How to handle credit cards post-Equifax
The Equifax data breach was massive — the personal data of more than 145 million Americans may have been exposed. Hackers took information including names, birth dates, Social Security numbers, driver’s license numbers, addresses, credit card numbers, and more.
However, you can still safely use existing accounts and apply for new credit cards. Here’s how you can protect yourself and your credit card information:
Make sure you’re on a secure website
Before you enter any information, make sure the website is legitimate and secure. You can do so by looking for the lock icon in the URL bar, making sure the URL has https for secure, and checking that an SSL certificate is available.
Be wary of credit card offer emails
Think twice before signing up for a credit card offer you receive via email since it may be a phishing scam. There’s a chance hackers stole your email address to encourage you to “sign up” with your personal information. Verify offers directly on the card’s secure website.
Set up two-factor authentication
Once you’ve opened a new account, set up two-factor authentication for your logins. This provides an extra layer of security beyond just a username and password. For instance, your bank may ask you to enter a unique code texted to your cellphone to login.
Sign up for alerts from your bank or card issuer
Another layer of protection is to sign up for email or text alerts warning you about potential signs of someone hijacking your financial information. Your bank or card issuer can alert you when your checking balance is low, when an ATM withdrawal is made, when a transaction exceeds a certain amount, and more.
Don’t ignore your existing accounts
While credit card fraud in the form of opening new accounts is increasing, you’re still more likely to find fraudulent charges on existing accounts. To keep existing accounts safe, update and strengthen passwords, and consider two-factor authentication and alerts for them as well.
In addition to these safeguards, you may also want to check your credit report, monitor your credit, and/or freeze your credit.
How do I check my credit report?
You can visit AnnualCreditReport.com to request a free copy of your credit report from one or all three of the credit bureaus once every 12 months. When reviewing your credit report, keep an eye out for any red flags — your name doesn’t match, there are inquiries from lenders you don’t recognize, there are accounts you didn’t open, and more.
How do you monitor your credit report?
As mentioned above, you can request a free copy of your credit report once every 12 months. Alternatively, you can sign up for a credit monitoring service to track your credit reports and alert you if there are any significant changes.
Keep in mind that credit monitoring is reactive — if something is found, you’ll need to take steps to remove or correct it. If you’ll be applying for several cards or other finance-related items that require a credit report (such as renting an apartment, getting a car loan, or signing a mortgage), credit monitoring is a way to keep tabs on your information without freezing it.
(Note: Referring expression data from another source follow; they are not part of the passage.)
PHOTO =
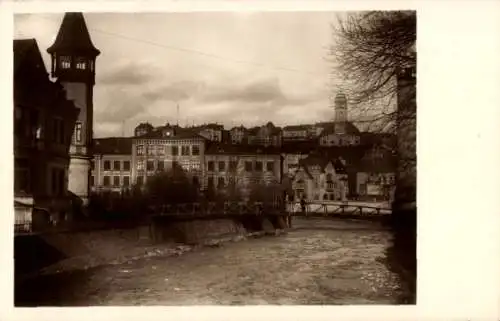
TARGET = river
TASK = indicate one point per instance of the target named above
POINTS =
(320, 261)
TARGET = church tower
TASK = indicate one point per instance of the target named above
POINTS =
(340, 108)
(73, 64)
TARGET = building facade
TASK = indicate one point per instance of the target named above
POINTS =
(164, 147)
(241, 166)
(295, 133)
(111, 167)
(319, 179)
(238, 135)
(43, 124)
(73, 57)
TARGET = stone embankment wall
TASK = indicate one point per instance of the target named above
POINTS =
(83, 250)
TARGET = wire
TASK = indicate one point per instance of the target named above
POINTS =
(200, 53)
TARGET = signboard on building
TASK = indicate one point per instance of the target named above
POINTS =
(374, 189)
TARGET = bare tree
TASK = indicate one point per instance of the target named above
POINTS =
(374, 54)
(368, 52)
Many credit card companies offer some form of credit monitoring. Here are a few examples:
|American Express CreditSecure®||Capital One® CreditWise®||Discover Credit Scorecard|
|Credit report alerts||✔||✔||✖|
|Free to use||✖||✔||✔|
How do I put a freeze on my credit?
The next step up from credit monitoring is to freeze your credit. A credit freeze pulls your credit report out of circulation and allows no one (including you) to view it until you unfreeze it.
While a credit freeze is an excellent protection option, it may not be the best step if you’re interested in a new credit card. When applying, the issuer needs to review your credit report. If it’s frozen, you’ll need to pay to unfreeze it, wait to be approved, and then freeze it again.
Additionally, don’t limit protections to yourself since the Equifax data breach may have also included the Social Security numbers of minors. If you think your child’s information may have been compromised, you may want to consider a credit freeze for them.